Quand on écoute le travail qu’a produit cette entité norvégienne depuis quelques années, il est étonnant de penser que le groupe a commencé sa carrière en tant que pionnier du black à tendance folklorique. Et pourtant, force est de constater qu’ULVER en a fini avec les trolls et le métal noir, et ce depuis près de vingt ans. Comme hors de tous courants, ULVER a accepté les autres styles, les a assimilé et a activement travaillé à s’engager vers d’autres directions tout en donnant sa propre interprétation de la musique. De fait, l’expérience ( car il s’agit bien à chaque fois d’une expérience ) d’un nouvel album d’ ULVER ne peut jamais être vraiment comparée à celle de ses prédécesseurs ou encore limitée par des influences identifiables ( même si indéniablement, influences il y a ). La meute se voulant bien trop rusée et sournoise pour cela.

Donc, lorsque je reçois « The Assassination of Julius Caesar », je me dis bêtement que le groupe s’est décidé à sortir une oeuvre type péplum avec tout ce qui va avec, le côté grandiloquent et l’orchestration hollywoodienne de rigueur. Et bien évidemment ULVER m’a pris à contre-pied,  ce n’est pas du tout mais pas du tout ce à quoi je m’attendais. Ce que nous avons ici est, selon leurs propres mots, l’album « pop » du groupe… Prenons tout de même cette déclaration avec des pincettes car il faudrait déjà savoir ce que signifie  le terme « pop » pour ULVER.

J’ai donc passé pas mal de temps à écouter cet album avant d’arriver à le digérer et à en ressortir quelque chose. ULVER, toujours aussi pointu dans ce qu’il fait, joue implacablement avec des thèmes qu’il connaît et maîtrise. Il prend l’auditeur et le mène sur les chemins musicaux qui ont trait à la pop et à l’électronique des années 80. L’album est très agréable en surface, relativement doux avec cette voix chaude, pénétrante et suave, presque sensuelle, de l’emblématique Kristoffer Rygg. Les refrains et les chœurs sont accrocheurs, les beats totalement électro en deviennent même, par moment, presque dansants.

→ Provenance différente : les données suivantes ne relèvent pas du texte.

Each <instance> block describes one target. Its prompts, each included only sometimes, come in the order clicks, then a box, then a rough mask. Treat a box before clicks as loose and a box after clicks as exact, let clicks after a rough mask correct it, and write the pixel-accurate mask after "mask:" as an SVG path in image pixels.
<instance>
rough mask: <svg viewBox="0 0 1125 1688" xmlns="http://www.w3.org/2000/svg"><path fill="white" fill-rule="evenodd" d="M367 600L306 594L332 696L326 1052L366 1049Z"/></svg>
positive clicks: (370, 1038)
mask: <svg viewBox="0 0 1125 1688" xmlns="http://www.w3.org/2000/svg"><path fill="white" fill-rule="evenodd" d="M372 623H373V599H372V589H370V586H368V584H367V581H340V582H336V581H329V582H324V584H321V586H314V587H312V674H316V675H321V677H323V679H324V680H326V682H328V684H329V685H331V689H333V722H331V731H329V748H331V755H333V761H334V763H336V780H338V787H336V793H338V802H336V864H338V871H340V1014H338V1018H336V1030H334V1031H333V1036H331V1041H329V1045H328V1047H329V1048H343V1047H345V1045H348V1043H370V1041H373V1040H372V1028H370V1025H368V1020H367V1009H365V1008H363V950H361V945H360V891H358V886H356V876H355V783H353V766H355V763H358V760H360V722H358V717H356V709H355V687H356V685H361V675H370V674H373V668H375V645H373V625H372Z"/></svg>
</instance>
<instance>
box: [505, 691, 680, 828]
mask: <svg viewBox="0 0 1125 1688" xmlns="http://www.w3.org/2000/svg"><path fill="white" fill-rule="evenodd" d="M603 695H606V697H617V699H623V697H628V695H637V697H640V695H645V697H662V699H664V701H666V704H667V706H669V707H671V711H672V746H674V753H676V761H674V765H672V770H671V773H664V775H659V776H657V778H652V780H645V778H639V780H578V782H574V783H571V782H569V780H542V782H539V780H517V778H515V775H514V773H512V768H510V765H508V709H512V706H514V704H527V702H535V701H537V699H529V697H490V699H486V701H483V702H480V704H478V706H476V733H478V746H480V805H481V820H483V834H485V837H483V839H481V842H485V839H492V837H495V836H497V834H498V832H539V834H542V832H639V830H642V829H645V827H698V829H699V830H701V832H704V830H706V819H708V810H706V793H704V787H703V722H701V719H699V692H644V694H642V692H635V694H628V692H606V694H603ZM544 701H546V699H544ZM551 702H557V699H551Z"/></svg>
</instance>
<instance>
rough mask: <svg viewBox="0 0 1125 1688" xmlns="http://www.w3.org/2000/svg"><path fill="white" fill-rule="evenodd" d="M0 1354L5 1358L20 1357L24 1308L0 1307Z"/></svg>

Mais les titres ont une résonance plus profonde qu’il n’y parait, le groupe peignant différents paysages avec pour toile de fond cette espèce de pop éléctro-synthétique. On se situe entre les travaux industriel d’un NIN mêlés à un DEPECHE MODE quelque peu dépoussiéré. Rien de très expérimental en somme, on reste dans quelque chose de familier, de facilement assimilable même si riche en nuances. Bien que « The Assassination of Julius Caesar » soit relativement minimaliste dans sa composition, il réussit pourtant le pari de nous transposer dans un univers pop ( chose dont je ne suis pas adepte ), mais bien loin des saveurs acidulo-édulcorées de cette musique populaire, ULVER s’ amuse avec sérieux, se joue du style en manipulant le contexte émotionnel le tout sur un beat electro rituel. Il y fait se jouer drames et actions, sentiments profonds et mélancolies, il y apporte sa patte et arrive ainsi à faire vibrer une corde sensiblement différente à nos oreilles. Même si en effet être évocateur avec de la musique « pop » n’est pas une tâche trop ardue, le faire intelligemment et réussir à en varier les plaisirs en est une autre.

Je dirai que « The Assassination of Julius Caesar » , même si il est une fois de plus déroutant, est loin d’être un mauvais album, mais au final je ne sais pas trop quoi en penser, j’ai vécu son écoute comme une sorte de plaisir coupable, car parfois séduit et envoûté par certains titres et mélodies qui auraient très bien pu se retrouver sur un album d’une quelconque tanche mainstream. Cet album réaffirme en tout cas l’unicité d’ULVER et prouve qu’il utilise tout ce que la musique lui offre pour exprimer son art et sa pensée. Il fera sûrement encore hurler les détracteurs et autres réactionnaires de tous bords. Personnellement je ne vois dans cette oeuvre que la vision musicale d’artistes libres et accomplis.